Wild Wild Witches: "Pale Door" a not-great, not-unenjoyable horror-western hybrid


The Pale Door (2020)
96 min.
Release Date: August 21, 2020 (Digital & On Demand)

A horror-western hybrid, “The Pale Door” is what one might imagine if “From Dusk Till Dawn” traded in kill-happy criminal brothers and stripper vampires for Old West bandits and a brothel of witches. It’s also not as much fun as that 1996 Robert Rodriguez-Quentin Tarantino joint or even 1995’s “Tales from the Crypt Presents: Demon Knight” (which, for some reason, frequently came to mind). After an overly talky setup that earnestly wants to play like the oaters of yore but comes across as an amateurish History Channel reenactment, writer-director Aaron B. Koontz (2017’s “Camera Obscura”) and co-writers Cameron Burns and Keith Lansdale have a better handling halfway through once they embrace the horror portion of their genre mash-up. Enthusiastically made, “The Pale Door” is no-great-shakes, not-unenjoyable schlock that could have used a helping hand from Sam Raimi.

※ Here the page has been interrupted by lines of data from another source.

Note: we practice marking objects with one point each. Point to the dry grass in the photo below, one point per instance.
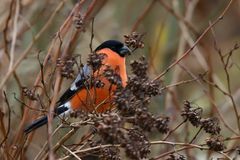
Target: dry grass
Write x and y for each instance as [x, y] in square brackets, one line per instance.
[183, 99]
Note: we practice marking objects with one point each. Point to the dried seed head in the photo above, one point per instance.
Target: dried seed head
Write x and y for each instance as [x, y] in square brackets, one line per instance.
[139, 67]
[192, 114]
[137, 145]
[112, 76]
[134, 40]
[162, 124]
[211, 125]
[215, 143]
[110, 153]
[66, 67]
[78, 21]
[176, 157]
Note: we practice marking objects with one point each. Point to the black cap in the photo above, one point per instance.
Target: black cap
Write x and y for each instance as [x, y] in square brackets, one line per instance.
[115, 46]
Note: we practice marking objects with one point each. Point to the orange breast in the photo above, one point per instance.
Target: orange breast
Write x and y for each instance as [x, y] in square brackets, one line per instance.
[94, 99]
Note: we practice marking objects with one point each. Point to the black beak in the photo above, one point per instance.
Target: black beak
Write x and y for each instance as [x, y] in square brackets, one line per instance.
[124, 51]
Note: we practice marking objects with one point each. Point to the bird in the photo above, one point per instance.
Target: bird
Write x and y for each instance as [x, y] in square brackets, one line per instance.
[82, 96]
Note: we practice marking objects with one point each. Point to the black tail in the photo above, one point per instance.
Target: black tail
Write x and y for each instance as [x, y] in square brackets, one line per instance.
[43, 120]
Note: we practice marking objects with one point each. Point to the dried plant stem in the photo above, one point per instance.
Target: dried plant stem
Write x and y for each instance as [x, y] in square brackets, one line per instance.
[28, 49]
[197, 41]
[143, 15]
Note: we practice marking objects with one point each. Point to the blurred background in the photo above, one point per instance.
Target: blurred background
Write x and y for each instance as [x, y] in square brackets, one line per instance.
[170, 28]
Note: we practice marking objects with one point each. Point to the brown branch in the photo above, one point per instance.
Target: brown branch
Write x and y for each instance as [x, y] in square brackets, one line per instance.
[196, 42]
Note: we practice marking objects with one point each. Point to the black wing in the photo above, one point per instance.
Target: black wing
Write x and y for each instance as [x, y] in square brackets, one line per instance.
[78, 84]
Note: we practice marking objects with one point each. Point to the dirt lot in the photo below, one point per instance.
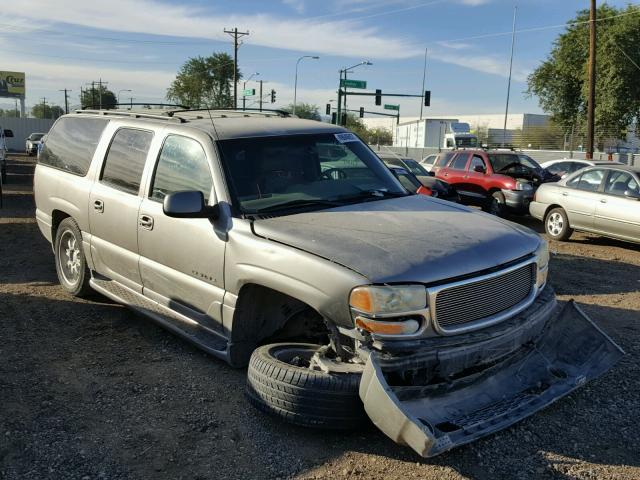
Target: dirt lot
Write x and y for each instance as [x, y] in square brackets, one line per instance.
[90, 390]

Since they witnessed their parents being attacked and murdered late one night, brothers Duncan (Zachary Knighton) and Jake (Devin Druid) have drifted apart. Duncan is now an outlaw member of the Dalton gang, while the more-innocent Jake earns himself an honest living sweeping at a local saloon. When Duncan finds Little Brother, he convinces him to join them for their next train robbery. Of course, the robbery does not go off without a hitch, leaving Duncan to take a bullet, literally, and become severely injured. On board, the gang finds a trunk, but when they open to find a young woman named Pearl (Natasha Bassett) locked in, they expected “a little more gold and a little less girl.” Pearl makes a deal with them; if they take her home, she promises them a doctor and a handsome reward. They all learn the hard way when Pearl leads them to a brothel in her ghost town, where the women make up a coven of 200-year-old witches, led by Pearl's mother Maria (Melora Walters). Maria has a particular eye on Jake for being uncorrupted and having never taken a life.

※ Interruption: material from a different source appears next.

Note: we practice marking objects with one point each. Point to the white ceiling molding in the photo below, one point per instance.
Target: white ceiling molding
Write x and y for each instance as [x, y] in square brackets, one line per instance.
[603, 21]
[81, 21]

If anything, “The Pale Door” does offer an interestingly assembled cast of character actors, including Stan Shaw, Pat Healy, Noah Segan, and Bill Sage, who all play colorful sitting ducks. As the loyal Lester and the hard-ass Dodd, Shaw and Sage stand out the most, and Devin Druid (Netflix’s “13 Reasons Why”) is the film's unsoiled heart as Jake. Energetic day player Tina Parker gets sidelined all too quickly as Annie Oakley wannabe Brenda. Melora Walters also seems to be having a hoot of a time, vamping it up as the once-burnt-at-the-stake madam Maria. The practical make-up and gore effects are something, especially when the prostitutes begin morphing into hideous, crispy-skinned hags. Ultimately neither fish nor fowl, “The Pale Door” won’t be added to the Criterion Collection anytime soon. On occasion, however, when it has no apologies and doesn’t take itself so seriously as a tale of penance, there are traces of a not-bad B-movie in there somewhere.